Smith :The petitioners, members of the partnership of Beekman, Menken & Griscom, seek to deduct in their individual tax returns for the calendar year 1922 certain alleged bad debt losses of the partnership, representing uncollectible accounts ascertained to be worthless and charged off in the partnership’s books of account during the taxable year.
It is the respondent’s contention that these uncollectible accounts were not bad debt losses within the meaning of section 214(a) (7) of the Revenue Act of 1921, and are not deductible in computing the amounts of the distributive income of the partnership taxable *648to the petitioners in that year; that the statute contemplates the deduction, in computing net income, of only losses of capital or income and that since the bad debts charged off by the partnership represent neither capital contributed to the partnership nor amounts which have come to the partnership through the door of income, no deductible bad debts are present in the case.
The parties have stipulated that the accounts in question were ascertained to be worthless and charged off on the partnership’s books during the taxable year and that the partnership, making its returns on the cash receipts and disbursements basis, had never reported any income in respect of the accounts.

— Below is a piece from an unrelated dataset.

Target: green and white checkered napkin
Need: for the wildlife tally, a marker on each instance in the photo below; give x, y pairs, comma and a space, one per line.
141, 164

The respondent’s sole reason for disallowing the deduction, we take it, is that the accounts have never been reported as income and subjected to taxation as such.
Thus stated, we think that the issue comes squarely within the rule laid down in Charles A. Collin, 1 B. T. A. 305, in which it was held that a taxpayer who keeps his accounts and makes his returns on a cash receipts and disbursements basis may not deduct from gross income, as for a bad debt, an item of accrued interest which he has not at any time previously treated as income or reported as taxable income. To the same effect, that is, that a taxpayer may not take as a deduction the loss of a gain that has never been reflected in income, see Howard J. Simons, 1 B. T. A. 351; J. Noble Hayes, 7 B. T. A. 936; and Henry V. Poor, 11 B. T. A. 781; 30 Fed. (2d) 1019.

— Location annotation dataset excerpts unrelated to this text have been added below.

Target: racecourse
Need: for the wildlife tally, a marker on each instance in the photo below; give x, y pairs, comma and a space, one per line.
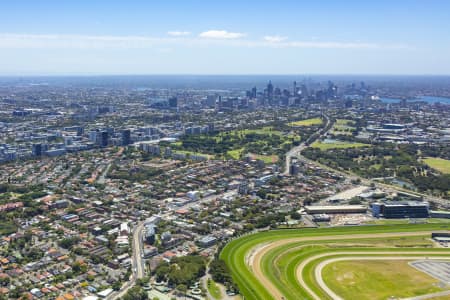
281, 264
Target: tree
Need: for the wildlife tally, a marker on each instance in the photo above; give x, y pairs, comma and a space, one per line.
135, 293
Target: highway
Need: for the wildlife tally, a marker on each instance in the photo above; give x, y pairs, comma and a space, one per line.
294, 152
137, 263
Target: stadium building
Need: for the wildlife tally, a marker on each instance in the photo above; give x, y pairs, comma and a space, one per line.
398, 210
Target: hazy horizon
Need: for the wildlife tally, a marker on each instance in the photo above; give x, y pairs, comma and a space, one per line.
54, 38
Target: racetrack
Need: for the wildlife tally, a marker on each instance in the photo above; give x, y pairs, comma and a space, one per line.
265, 265
259, 254
354, 256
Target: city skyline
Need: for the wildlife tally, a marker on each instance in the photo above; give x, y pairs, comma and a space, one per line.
191, 37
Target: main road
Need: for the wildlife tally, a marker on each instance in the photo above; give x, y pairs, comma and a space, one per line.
137, 263
294, 152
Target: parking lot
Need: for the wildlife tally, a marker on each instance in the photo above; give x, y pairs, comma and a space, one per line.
437, 269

The rule as above stated works no hardships upon the petitioners in this case. Whatever expenses were incurred by them in rendering the services for which the accounts receivable were entered on the books were properly deductible under other provisions of the statute. Under the accounting method employed by the partnership the accounts claimed as deductible losses represented not losses of capital or of accrued or actual income, but losses of anticipated earnings.

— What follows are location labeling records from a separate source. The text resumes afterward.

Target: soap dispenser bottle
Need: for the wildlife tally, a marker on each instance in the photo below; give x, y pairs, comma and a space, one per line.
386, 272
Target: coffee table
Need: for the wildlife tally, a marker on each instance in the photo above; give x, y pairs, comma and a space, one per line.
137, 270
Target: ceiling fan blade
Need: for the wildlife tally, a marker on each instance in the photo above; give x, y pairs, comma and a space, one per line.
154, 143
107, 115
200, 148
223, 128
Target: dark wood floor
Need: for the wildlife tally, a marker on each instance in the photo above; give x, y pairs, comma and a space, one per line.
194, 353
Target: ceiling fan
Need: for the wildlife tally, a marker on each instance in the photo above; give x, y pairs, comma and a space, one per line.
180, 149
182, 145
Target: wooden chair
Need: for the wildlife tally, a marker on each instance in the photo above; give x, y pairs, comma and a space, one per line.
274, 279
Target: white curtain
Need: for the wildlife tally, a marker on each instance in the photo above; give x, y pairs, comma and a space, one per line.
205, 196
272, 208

On the other hand, if the petitioners’ contention is allowed, the result will be to permit them to reduce their actual taxable earnings for the year by certain amounts which,, because of their noncollecti-bility, they failed to realize as income. We think that this would be contrary to the reason and the letter of the taxing law.
■ The stipulation of the parties here that the accounts were charged off on the partnership’s books of account does not preclude our consideration of the question of whether the charge-off made was such a charge-off as the statute requires, that is, a charge-off of the debts in relation to their status as capital or income. The charge-off was not of an item that had entered into the system of bookkeeping *649which afforded the basis for income-tax returns. It was only a memorandum transaction.
At the hearing it was stipulated with respect to the petitioner, A. Perry Osborn, that his net income as set forth in the deficiency letter of December 6, 1926, should be increased by the amount of $31,259.82. The deficiency should be recomputed accordingly.
Judgment will be entered for the respondent in all proceedings except Docket No. 8838%, in which judgment will be entered under Rule 50.